Apache Superset: An Open-Source Visualization Tool

The articles document the views of the DataOps apprentices views and opinions on Apache Superset and may not exhaustively cover all features of the tool. The intent behind this article is to provide an introductory overview of the tool, and compare it against common alternative visualization tools.

1. What is Superset ?

Fig 1.1 Apache Superset Logo Retrieved from Apache Superset Github.

Apache Superset can be classified as a business intelligence tool. It can serve for data visualisation. Apache is fast and lightweight allowing users for easy usage. It is loaded with options that can enable users of all skill sets to visualise charts and data. There are also options for SQL if the user is used to using SQL queries. Apache is also open source and supports a wide variety of databases. Overall, Apache Supertset is relatively user friendly but requires some time to learn the intuition of the usage.

More information can be found in Apache Superset’s Documentation.

 

2. Motivation for superset

Fig 2.1 Apache Superset Features Retrieved from Apache Superset’s Homepage .

Apache Superset provides dashboards which can provide a clear picture to the audiences for business use cases. The dashboards have configurable options that allow the users to adjust the flow in which the charts are presented. The charts themselves have customisable options that allow the user to choose the appropriate configurations. An example of a good business use case is the use of the filter. During business presentations, on the go questions may be raised such as the comparison of certain items of the data. The filter options allows the user to update all the charts in the dashboard directly in an efficient manner. Apache Superset is also easy to integrate with existing modern data infrastructure and supports a wide range of databases used in businesses.

Although this also can be done in a python jupyter notebook, Apache Superset provides the edge in presentation for business use cases in an efficient way that the standard EDA may lack.

3. Installation

Apache Superset has two ways of installation:

  1. Installing Superset Locally Using Docker Compose
  2. Installing Superset from Scratch

3.1 Installing Superset Using Docker Compose

Image Retrieved from the following link.

Linux users can install docker through the following link found in the docker’s installation documentation for Linux. The docker compose is already included in this documentation and need not require further installation as stated in Apache Superset’s documentation.
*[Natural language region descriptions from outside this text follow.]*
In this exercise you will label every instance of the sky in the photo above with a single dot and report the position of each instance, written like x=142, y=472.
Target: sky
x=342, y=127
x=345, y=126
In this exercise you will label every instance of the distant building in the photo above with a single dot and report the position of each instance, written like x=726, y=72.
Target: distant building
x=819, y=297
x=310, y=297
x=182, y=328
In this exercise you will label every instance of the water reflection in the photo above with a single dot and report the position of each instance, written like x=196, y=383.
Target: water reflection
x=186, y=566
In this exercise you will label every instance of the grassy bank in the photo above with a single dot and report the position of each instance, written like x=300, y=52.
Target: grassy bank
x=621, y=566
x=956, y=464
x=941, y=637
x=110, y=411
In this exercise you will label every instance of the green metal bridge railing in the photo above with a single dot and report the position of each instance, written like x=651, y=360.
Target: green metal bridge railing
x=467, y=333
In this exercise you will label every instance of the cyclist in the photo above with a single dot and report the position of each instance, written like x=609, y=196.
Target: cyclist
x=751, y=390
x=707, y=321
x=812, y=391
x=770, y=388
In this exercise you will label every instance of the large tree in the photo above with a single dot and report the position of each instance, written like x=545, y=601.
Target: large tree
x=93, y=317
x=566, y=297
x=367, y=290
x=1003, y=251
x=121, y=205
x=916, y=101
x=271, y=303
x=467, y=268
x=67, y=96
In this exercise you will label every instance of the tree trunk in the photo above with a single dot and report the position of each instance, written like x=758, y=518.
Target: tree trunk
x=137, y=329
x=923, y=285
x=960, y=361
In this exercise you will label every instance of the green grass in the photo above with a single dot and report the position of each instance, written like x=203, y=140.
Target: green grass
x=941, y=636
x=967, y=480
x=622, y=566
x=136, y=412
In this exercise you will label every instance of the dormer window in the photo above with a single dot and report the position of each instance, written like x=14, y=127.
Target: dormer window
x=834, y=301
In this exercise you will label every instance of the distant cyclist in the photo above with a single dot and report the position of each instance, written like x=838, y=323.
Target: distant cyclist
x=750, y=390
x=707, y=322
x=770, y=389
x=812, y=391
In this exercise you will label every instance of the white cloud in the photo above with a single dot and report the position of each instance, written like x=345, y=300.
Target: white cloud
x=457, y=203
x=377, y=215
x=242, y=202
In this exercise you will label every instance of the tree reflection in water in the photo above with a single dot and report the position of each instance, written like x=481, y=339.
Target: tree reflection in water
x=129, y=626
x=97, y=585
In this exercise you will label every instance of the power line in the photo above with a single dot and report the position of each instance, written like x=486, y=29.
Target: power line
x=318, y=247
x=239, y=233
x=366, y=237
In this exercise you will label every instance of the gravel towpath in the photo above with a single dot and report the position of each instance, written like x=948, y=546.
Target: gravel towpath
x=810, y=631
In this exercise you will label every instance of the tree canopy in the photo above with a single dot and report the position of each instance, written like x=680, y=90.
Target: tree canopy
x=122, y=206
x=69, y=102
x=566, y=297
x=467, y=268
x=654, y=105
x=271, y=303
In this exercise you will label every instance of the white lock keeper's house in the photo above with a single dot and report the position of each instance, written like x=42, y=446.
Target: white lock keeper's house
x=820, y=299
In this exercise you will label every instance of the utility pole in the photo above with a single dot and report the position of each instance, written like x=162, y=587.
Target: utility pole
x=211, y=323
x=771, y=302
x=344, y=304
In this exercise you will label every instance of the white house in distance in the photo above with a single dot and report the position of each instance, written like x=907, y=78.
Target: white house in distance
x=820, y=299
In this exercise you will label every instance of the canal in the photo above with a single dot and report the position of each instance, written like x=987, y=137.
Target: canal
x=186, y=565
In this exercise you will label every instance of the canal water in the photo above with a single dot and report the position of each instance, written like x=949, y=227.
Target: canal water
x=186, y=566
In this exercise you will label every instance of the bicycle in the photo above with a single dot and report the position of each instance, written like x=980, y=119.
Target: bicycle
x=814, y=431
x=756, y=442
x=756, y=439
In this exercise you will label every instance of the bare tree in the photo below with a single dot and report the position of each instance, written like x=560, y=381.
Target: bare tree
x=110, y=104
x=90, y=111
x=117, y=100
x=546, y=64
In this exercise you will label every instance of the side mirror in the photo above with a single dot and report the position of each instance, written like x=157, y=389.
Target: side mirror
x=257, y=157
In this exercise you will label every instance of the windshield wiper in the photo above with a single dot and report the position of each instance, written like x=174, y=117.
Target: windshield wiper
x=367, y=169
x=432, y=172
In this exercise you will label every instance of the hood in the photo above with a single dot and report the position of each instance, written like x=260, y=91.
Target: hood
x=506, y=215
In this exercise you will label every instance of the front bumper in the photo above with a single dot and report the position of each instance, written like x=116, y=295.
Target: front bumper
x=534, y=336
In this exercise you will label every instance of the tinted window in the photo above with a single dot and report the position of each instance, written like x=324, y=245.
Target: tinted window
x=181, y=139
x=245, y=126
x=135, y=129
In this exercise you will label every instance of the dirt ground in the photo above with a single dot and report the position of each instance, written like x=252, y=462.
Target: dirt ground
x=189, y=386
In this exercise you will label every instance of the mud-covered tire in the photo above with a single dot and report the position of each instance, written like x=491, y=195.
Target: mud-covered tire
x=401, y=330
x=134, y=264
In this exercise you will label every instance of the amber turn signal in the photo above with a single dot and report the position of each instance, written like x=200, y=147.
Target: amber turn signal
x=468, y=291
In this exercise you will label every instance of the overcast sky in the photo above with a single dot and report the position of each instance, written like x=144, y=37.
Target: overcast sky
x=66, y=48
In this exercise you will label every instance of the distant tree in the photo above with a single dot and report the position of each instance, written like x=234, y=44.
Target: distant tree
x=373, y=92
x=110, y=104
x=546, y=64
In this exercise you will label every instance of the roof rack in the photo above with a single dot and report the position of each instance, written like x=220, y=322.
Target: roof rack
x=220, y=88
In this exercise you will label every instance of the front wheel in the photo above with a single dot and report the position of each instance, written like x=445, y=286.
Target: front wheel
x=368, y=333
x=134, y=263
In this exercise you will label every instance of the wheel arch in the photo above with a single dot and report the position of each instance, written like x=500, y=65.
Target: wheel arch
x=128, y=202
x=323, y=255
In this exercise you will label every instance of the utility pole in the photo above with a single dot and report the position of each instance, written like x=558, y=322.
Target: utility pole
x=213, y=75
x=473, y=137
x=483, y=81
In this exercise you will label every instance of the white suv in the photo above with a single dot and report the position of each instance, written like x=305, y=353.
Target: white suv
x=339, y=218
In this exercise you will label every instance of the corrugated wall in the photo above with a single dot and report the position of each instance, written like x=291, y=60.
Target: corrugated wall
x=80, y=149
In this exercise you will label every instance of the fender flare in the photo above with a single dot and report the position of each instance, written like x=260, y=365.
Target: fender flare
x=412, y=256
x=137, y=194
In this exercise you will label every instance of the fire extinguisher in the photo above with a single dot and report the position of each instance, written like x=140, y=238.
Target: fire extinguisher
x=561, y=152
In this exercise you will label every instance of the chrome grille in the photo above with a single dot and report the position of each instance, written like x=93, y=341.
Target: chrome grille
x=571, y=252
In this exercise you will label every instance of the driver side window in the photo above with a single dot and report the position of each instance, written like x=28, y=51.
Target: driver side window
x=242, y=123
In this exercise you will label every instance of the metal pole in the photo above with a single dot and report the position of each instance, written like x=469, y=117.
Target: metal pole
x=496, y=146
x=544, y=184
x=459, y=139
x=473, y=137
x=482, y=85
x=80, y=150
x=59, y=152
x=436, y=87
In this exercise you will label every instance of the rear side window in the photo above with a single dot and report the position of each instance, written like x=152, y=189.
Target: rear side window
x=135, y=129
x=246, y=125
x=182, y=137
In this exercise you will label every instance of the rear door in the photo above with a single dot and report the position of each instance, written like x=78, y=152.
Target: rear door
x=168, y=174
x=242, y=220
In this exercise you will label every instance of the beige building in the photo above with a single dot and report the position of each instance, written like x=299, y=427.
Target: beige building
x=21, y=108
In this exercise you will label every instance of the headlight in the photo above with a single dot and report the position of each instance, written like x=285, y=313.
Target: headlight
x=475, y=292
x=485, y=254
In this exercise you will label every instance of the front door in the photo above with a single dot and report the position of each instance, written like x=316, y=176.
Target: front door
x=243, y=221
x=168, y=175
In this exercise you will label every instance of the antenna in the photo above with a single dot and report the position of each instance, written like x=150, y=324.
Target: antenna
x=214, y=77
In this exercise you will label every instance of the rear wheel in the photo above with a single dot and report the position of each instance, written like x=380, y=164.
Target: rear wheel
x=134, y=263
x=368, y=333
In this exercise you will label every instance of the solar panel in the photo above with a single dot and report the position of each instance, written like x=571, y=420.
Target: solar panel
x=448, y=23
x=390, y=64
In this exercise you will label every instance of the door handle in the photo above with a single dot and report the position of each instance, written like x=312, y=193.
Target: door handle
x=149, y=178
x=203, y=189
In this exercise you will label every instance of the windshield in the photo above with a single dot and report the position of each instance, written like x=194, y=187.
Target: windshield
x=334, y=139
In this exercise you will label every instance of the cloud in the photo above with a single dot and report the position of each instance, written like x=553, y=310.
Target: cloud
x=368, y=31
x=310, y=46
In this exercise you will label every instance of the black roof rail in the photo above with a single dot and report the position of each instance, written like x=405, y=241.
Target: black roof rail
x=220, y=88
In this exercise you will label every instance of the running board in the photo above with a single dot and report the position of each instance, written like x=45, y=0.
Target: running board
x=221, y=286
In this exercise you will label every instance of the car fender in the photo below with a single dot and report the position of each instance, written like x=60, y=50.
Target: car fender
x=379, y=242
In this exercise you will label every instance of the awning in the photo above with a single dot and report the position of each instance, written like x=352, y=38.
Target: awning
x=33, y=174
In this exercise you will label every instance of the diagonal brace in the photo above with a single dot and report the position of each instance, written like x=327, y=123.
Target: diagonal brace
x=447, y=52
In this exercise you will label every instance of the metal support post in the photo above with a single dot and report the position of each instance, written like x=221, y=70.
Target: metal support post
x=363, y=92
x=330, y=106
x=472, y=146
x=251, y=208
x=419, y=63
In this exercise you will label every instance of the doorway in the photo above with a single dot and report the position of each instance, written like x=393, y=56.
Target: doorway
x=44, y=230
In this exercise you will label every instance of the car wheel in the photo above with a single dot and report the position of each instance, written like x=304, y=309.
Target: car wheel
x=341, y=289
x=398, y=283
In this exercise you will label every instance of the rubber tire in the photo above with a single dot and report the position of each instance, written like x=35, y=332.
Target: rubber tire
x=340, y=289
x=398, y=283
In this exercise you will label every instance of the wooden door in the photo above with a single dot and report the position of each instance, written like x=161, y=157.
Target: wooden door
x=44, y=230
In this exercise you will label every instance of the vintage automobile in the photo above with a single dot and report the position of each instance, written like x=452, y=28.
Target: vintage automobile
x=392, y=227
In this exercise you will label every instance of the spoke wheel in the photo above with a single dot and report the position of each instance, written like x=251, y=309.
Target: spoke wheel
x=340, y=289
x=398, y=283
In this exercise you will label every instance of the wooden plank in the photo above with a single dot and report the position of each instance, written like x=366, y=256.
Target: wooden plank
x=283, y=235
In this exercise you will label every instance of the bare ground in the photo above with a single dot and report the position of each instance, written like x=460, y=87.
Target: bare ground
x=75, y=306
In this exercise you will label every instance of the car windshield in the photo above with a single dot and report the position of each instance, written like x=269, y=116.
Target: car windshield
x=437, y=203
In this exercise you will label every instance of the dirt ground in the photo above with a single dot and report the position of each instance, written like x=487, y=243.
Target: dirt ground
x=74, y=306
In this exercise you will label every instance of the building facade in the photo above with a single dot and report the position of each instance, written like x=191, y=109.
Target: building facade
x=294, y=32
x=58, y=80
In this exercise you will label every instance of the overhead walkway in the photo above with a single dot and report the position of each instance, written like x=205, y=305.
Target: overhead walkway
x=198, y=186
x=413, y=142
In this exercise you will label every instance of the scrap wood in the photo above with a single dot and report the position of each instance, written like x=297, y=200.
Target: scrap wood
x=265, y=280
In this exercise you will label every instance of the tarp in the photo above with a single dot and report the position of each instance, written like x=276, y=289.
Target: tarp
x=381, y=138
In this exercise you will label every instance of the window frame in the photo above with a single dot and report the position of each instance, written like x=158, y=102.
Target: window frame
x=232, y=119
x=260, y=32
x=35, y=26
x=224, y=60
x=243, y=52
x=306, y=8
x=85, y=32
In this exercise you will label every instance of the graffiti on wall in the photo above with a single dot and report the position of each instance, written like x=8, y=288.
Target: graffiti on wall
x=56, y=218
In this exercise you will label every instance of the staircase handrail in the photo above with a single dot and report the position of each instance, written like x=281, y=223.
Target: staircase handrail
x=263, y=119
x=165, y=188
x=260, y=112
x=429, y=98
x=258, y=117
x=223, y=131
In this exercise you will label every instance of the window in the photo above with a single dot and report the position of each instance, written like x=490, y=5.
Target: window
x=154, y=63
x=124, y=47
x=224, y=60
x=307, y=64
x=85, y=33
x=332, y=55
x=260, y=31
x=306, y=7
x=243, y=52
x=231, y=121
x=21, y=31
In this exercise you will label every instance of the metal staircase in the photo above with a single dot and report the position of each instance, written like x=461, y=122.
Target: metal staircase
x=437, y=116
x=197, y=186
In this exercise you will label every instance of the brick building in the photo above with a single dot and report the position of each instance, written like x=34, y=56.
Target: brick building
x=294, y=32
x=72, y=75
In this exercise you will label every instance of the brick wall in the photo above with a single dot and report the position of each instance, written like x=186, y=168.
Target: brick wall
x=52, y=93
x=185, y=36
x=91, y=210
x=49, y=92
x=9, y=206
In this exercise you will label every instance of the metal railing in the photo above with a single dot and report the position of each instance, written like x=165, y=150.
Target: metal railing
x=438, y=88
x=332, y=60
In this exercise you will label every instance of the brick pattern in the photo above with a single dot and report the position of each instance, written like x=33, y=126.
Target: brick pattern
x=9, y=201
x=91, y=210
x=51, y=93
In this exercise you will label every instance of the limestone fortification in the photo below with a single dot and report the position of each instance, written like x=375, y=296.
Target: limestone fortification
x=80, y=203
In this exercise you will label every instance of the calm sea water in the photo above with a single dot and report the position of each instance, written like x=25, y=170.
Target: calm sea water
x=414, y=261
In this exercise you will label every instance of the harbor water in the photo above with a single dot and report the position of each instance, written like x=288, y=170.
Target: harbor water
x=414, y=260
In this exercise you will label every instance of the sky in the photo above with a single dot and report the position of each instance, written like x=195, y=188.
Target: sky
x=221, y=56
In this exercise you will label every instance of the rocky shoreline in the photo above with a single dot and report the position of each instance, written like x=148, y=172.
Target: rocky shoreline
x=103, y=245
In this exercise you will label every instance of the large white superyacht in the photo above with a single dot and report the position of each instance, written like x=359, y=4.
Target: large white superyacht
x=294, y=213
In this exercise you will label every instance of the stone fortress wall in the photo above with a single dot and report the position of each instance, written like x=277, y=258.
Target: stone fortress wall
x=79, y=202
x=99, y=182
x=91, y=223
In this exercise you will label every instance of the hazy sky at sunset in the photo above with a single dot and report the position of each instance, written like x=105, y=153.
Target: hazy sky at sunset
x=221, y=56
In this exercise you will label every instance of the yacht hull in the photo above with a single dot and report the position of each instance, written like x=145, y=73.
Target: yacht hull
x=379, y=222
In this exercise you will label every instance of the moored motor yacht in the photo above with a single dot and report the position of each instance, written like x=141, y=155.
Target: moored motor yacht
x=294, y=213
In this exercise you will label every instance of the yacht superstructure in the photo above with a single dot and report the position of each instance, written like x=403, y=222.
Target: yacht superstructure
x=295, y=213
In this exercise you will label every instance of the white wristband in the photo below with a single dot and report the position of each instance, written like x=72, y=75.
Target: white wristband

Image Retrieved from the following link.

Macbook Users can refer to the docker’s installation documentation for Mac. This installation is also used in Apache Superset’s Documentation.

Image Retrieved from the following link.

Windows Users can refer to the docker’s installation for Windows. It is important to choose WSL2 as the backend for the configuration during the installation.

After installing the Docker, head to the working folder and clone the Superset github repository with the following code.

git clone https://github.com/apache/superset.git

After cloning, navigate to the superset folder with the first line of code. Run the docker compose with the next two lines of code and Superset is ready.

cd superset

docker-compose -f docker-compose-non-dev.yml pull

docker-compose -f docker-compose-non-dev.yml up

Access the Superset through the local host.

https://localhost:8088/

There are other configurations such as Superset configurations, additional network settings, event logging and so on. These configurations can be found in the documentation, navigate to the configuration of interest in the tabs on the left.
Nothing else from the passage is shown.